Erstens wollte ich kein Vampir werden. Das war ein Versehen von der anderen Seite und zweitens wollte ich grundsätzlich alleine bleiben. Ich war kein Typ fürs Zusammenleben. Schon immer war ich ein Einzelgänger und andere Menschen machten mir Angst. Ich konnte mit ihren Gefühlen und Wünschen nicht umgehen. Ich hatte nie verstanden, was sie anzog. Ich wollte lesen, am PC spielen, programmieren oder die Welt durch das Internet sehen. Aber mit anderen Menschen eine Wohnung teilen? Ins Restaurants gehen? Oder Sex haben? Das war nie mein Ding gewesen. Die Idee fand ich einfach unangenehm. Ich hatte es sogar versucht. Nein. Nicht die Sache mit dem Sex. Aber wenigstens hatte ich ein paar Mädchen getroffen und ein paar heiße Küsse getauscht. Aber irgendwie fand ich es nicht spannend. Für mich war es kein Forschungsfeld, wie für viele andere Jungen, denen ich in der Klasse bei ihren flüsternden Unterhaltungen und kichernden Austausch über ihre sexuellen Erfahrungen gelauscht hatte. Es wäre an sich für mich kein Problem gewesen, ein Mädchen ins Bett zu bekommen, denn sie fanden mich süß wie einen Plüschhasen oder Kuscheltier. Ich war ja nicht groß, markant oder kräftig gebaut. Aber angeblich hatte ich ein nettes, freundliches Wesen und war wohl niedlich, wie Mädchen es ausdrückten. Zweimal versuchten sogar Jungen bei mir zu landen.
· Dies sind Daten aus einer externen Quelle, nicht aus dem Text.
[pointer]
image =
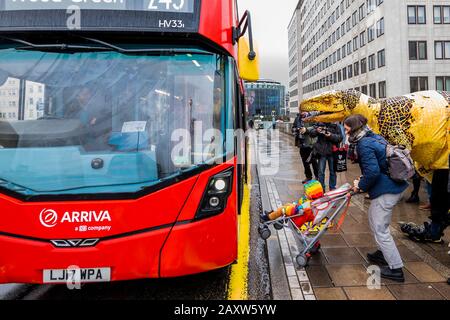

Das war interessant, aber ich hatte sofort klargestellt, dass ich daran überhaupt kein Interesse hatte. Meine Eltern hatten mich traditionell erzogen. Also grundsätzlich ging ich vom normalen Modell der Familie aus. Mindestens Vater und Mutter und ein bis zwei Kinder. Sonst wäre ja auch irgendwann die Evolution ausgehebelt. Das erschien mir irgendwie auf wissenschaftlicher Ebene nicht sinnvoll. Also würgte ich die Jungs sofort ab. Obwohl es wahrscheinlich mal interessant gewesen wäre, einen Jungen zu küssen. Um zu sehen, ob es an sich egal wäre, ob man einen Mann oder Frau küsst, wie in wissenschaftlichen Berichten geschrieben stand. Also, ob das Küssen an sich, einfach bestimmte Sexual-Hormone freisetzt, welches bei Männern oder Frauen das Gleiche im Körper auslöst, - egal also, wen man küssen würde.

Kommen wir zum Ausgangspunkt zurück.

Ich lebte alleine und ich hatte keinen Vampirvater.

Mein Problem war, dass ich eine Vampirmutter hatte – besser ausgedrückt eine Erzeugerin.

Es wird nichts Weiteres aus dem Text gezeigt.